Clarrie was always interested in how the country was run and his strong political views had seen him most active in days gone by, fighting for equal pay for women Teachers with the Victorian Teachers Union, several times holding office.
His sense of humour though, was elusive, subtle and unpredictable, encompassing everything from a cunning play on words, to a golf ball in the head.
All that he learnt, he taught, for teaching was more a calling than a profession, and the importance of education was without question. Clarrie was indeed most proud of the scholastic achievements of his 3 children and their gift of music, through a life of patience, understanding, and guidance from both he and Helen. He was to his children both a father and teacher, and so very proud of their choices and directions in life. He admired in them, the gifts and talents he didn’t have, and naturally gave them the desire to please him.
Clarrie’s Retirement in 1991
Retirement in 1991 allowed Clarrie to further his marine and wild-life passions, in all its many facets, as well as enjoying theatre, ballet, concerts and the opera. Golf was also a regular past-time that he always enjoyed. He and Helen, through all their years together, complemented each other so very well and they were proud to see their efforts and skills blossom in their children.

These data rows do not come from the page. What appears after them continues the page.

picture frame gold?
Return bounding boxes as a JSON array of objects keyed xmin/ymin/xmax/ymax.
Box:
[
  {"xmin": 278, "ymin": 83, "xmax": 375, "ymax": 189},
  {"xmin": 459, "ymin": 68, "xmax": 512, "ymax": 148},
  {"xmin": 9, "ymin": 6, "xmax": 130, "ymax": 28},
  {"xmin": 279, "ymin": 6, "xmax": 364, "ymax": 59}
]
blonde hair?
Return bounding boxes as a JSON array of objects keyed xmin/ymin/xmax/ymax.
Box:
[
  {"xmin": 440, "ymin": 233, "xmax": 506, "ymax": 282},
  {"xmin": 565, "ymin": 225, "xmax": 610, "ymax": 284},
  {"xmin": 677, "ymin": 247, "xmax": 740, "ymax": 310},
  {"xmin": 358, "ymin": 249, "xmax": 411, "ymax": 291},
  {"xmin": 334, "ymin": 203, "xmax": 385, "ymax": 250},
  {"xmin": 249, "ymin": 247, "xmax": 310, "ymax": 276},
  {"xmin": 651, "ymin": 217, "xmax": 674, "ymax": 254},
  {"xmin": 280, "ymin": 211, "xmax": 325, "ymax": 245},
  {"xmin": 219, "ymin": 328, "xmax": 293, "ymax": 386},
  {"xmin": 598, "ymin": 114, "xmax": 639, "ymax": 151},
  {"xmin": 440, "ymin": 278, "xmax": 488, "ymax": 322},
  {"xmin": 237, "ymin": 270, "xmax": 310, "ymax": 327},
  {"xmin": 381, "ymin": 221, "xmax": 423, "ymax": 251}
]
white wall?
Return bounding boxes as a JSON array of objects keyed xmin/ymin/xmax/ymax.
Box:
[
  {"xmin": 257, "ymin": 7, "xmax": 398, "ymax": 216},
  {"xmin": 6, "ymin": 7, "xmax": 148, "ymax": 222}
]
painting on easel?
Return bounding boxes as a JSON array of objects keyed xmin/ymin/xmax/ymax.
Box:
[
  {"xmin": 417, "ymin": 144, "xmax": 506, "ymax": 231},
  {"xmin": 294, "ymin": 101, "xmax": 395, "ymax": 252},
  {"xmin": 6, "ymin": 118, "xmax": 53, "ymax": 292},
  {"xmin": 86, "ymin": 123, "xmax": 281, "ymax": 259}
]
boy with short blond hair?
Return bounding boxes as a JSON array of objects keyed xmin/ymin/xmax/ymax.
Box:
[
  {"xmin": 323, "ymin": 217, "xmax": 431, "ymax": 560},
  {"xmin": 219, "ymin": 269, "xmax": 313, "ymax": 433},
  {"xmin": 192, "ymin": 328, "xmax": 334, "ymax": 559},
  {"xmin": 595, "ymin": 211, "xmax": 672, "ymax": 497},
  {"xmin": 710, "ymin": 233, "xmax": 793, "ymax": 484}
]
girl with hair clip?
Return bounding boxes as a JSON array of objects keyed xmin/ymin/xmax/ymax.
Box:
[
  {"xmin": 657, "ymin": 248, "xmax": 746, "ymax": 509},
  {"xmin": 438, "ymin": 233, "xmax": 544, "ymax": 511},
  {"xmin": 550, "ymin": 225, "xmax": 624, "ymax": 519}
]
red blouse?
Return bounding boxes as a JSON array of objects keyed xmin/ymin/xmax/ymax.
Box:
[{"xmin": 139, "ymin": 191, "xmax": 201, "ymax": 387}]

Karen had brought grandchildren into their lives and a generation’s history was repeated as Clarrie as a Grandpa, played ball games, cards and delved into rock pools with Antonio, Alexander and Angelo, just as he had done with his own children. However, his health was diminishing, for at the end of 2001, prostate cancer was discovered and it had already spread to other areas.
Undergoing all the hormone and radiation therapies, Clarrie continued with his same go-ahead attitude and still managed an impressive body of work in all the things he held dear. This was due in particular to his distinct ability to inspire people, to gather the right people in to the right roles and to assemble the best group of skills for a project. Often, he would do a great deal of the legwork, in his role as the ultimate facilitator.

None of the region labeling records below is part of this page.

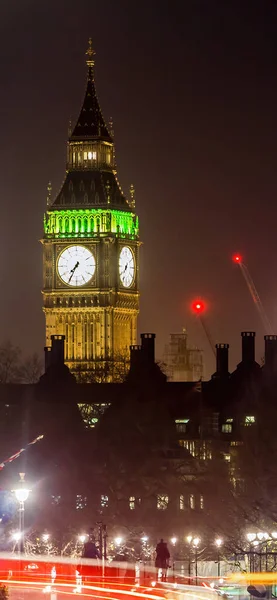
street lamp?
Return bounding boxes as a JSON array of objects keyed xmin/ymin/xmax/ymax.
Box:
[
  {"xmin": 78, "ymin": 533, "xmax": 87, "ymax": 544},
  {"xmin": 13, "ymin": 473, "xmax": 31, "ymax": 554},
  {"xmin": 215, "ymin": 538, "xmax": 223, "ymax": 577},
  {"xmin": 170, "ymin": 536, "xmax": 177, "ymax": 546},
  {"xmin": 192, "ymin": 537, "xmax": 198, "ymax": 585},
  {"xmin": 114, "ymin": 537, "xmax": 123, "ymax": 546},
  {"xmin": 186, "ymin": 535, "xmax": 192, "ymax": 583}
]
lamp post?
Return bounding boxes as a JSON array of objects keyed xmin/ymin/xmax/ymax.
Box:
[
  {"xmin": 170, "ymin": 535, "xmax": 177, "ymax": 581},
  {"xmin": 13, "ymin": 473, "xmax": 31, "ymax": 554},
  {"xmin": 186, "ymin": 535, "xmax": 192, "ymax": 584},
  {"xmin": 215, "ymin": 538, "xmax": 222, "ymax": 578},
  {"xmin": 192, "ymin": 538, "xmax": 201, "ymax": 585}
]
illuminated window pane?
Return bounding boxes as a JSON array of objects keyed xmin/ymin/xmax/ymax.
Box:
[
  {"xmin": 179, "ymin": 495, "xmax": 185, "ymax": 510},
  {"xmin": 129, "ymin": 496, "xmax": 136, "ymax": 510},
  {"xmin": 221, "ymin": 423, "xmax": 233, "ymax": 433},
  {"xmin": 189, "ymin": 494, "xmax": 195, "ymax": 510},
  {"xmin": 157, "ymin": 494, "xmax": 169, "ymax": 510},
  {"xmin": 51, "ymin": 496, "xmax": 62, "ymax": 506},
  {"xmin": 175, "ymin": 419, "xmax": 189, "ymax": 433},
  {"xmin": 101, "ymin": 496, "xmax": 109, "ymax": 508},
  {"xmin": 76, "ymin": 494, "xmax": 87, "ymax": 510},
  {"xmin": 184, "ymin": 440, "xmax": 195, "ymax": 456}
]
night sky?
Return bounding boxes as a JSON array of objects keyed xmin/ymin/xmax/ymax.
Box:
[{"xmin": 0, "ymin": 0, "xmax": 277, "ymax": 375}]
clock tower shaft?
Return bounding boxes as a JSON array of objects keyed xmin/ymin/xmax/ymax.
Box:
[{"xmin": 42, "ymin": 40, "xmax": 140, "ymax": 380}]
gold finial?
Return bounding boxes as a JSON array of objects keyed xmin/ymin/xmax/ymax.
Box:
[
  {"xmin": 86, "ymin": 38, "xmax": 95, "ymax": 69},
  {"xmin": 130, "ymin": 183, "xmax": 136, "ymax": 209},
  {"xmin": 46, "ymin": 181, "xmax": 52, "ymax": 206}
]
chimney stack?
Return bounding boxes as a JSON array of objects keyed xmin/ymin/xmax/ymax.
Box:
[
  {"xmin": 44, "ymin": 346, "xmax": 51, "ymax": 371},
  {"xmin": 213, "ymin": 344, "xmax": 229, "ymax": 377},
  {"xmin": 241, "ymin": 331, "xmax": 256, "ymax": 365},
  {"xmin": 140, "ymin": 333, "xmax": 156, "ymax": 364},
  {"xmin": 51, "ymin": 335, "xmax": 65, "ymax": 366},
  {"xmin": 264, "ymin": 335, "xmax": 277, "ymax": 369},
  {"xmin": 130, "ymin": 344, "xmax": 141, "ymax": 369}
]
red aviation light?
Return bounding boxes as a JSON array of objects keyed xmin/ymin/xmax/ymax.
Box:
[
  {"xmin": 232, "ymin": 254, "xmax": 242, "ymax": 265},
  {"xmin": 191, "ymin": 299, "xmax": 206, "ymax": 315}
]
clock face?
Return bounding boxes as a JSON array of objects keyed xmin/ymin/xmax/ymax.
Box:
[
  {"xmin": 57, "ymin": 246, "xmax": 95, "ymax": 287},
  {"xmin": 119, "ymin": 246, "xmax": 135, "ymax": 287}
]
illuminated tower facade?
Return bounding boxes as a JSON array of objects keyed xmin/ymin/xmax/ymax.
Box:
[{"xmin": 42, "ymin": 40, "xmax": 139, "ymax": 371}]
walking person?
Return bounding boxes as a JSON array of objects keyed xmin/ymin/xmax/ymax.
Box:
[{"xmin": 155, "ymin": 539, "xmax": 170, "ymax": 581}]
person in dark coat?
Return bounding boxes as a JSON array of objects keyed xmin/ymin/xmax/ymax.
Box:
[{"xmin": 155, "ymin": 539, "xmax": 170, "ymax": 581}]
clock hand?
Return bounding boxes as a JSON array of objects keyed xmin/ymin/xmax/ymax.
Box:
[{"xmin": 68, "ymin": 261, "xmax": 80, "ymax": 283}]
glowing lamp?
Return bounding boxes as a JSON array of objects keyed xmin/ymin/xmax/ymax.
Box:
[
  {"xmin": 186, "ymin": 535, "xmax": 192, "ymax": 544},
  {"xmin": 215, "ymin": 538, "xmax": 222, "ymax": 548},
  {"xmin": 170, "ymin": 537, "xmax": 177, "ymax": 546},
  {"xmin": 114, "ymin": 537, "xmax": 123, "ymax": 546},
  {"xmin": 78, "ymin": 533, "xmax": 87, "ymax": 544},
  {"xmin": 232, "ymin": 254, "xmax": 242, "ymax": 265},
  {"xmin": 191, "ymin": 299, "xmax": 205, "ymax": 315}
]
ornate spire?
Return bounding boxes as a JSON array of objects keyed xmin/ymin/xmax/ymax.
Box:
[
  {"xmin": 86, "ymin": 38, "xmax": 95, "ymax": 76},
  {"xmin": 130, "ymin": 183, "xmax": 136, "ymax": 210},
  {"xmin": 69, "ymin": 38, "xmax": 113, "ymax": 143}
]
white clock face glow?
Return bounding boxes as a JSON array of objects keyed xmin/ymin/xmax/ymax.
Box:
[
  {"xmin": 119, "ymin": 246, "xmax": 135, "ymax": 287},
  {"xmin": 57, "ymin": 246, "xmax": 95, "ymax": 287}
]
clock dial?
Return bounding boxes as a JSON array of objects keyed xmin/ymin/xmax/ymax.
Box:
[
  {"xmin": 119, "ymin": 246, "xmax": 135, "ymax": 287},
  {"xmin": 57, "ymin": 246, "xmax": 95, "ymax": 287}
]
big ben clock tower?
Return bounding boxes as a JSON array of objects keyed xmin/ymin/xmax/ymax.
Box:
[{"xmin": 43, "ymin": 40, "xmax": 139, "ymax": 371}]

Clarrie’s Final Days in July 2009
With so much care and support from his beloved Helen and all of his family, Clarrie continued on at home, managing well for as long as he was able, up until his care requirements saw him enter Wantirna Health several weeks before his death. Clarrie was surrounded by those people dearest to him, amidst an aura of devotion and care, when on Monday night, 20 July 2009, Clarrie finally found the peace he sought; his troubled being relaxed and his laboured breathing finally eased, with Helen and their children lovingly at his side. As beautifully as he had lived, Clarrie, mercifully and calmly, moved on.
The family extended their heartfelt thanks to all at Wantirna Health Palliative Care for the outstanding care, support and dignity so freely given to Clarrie in his last days.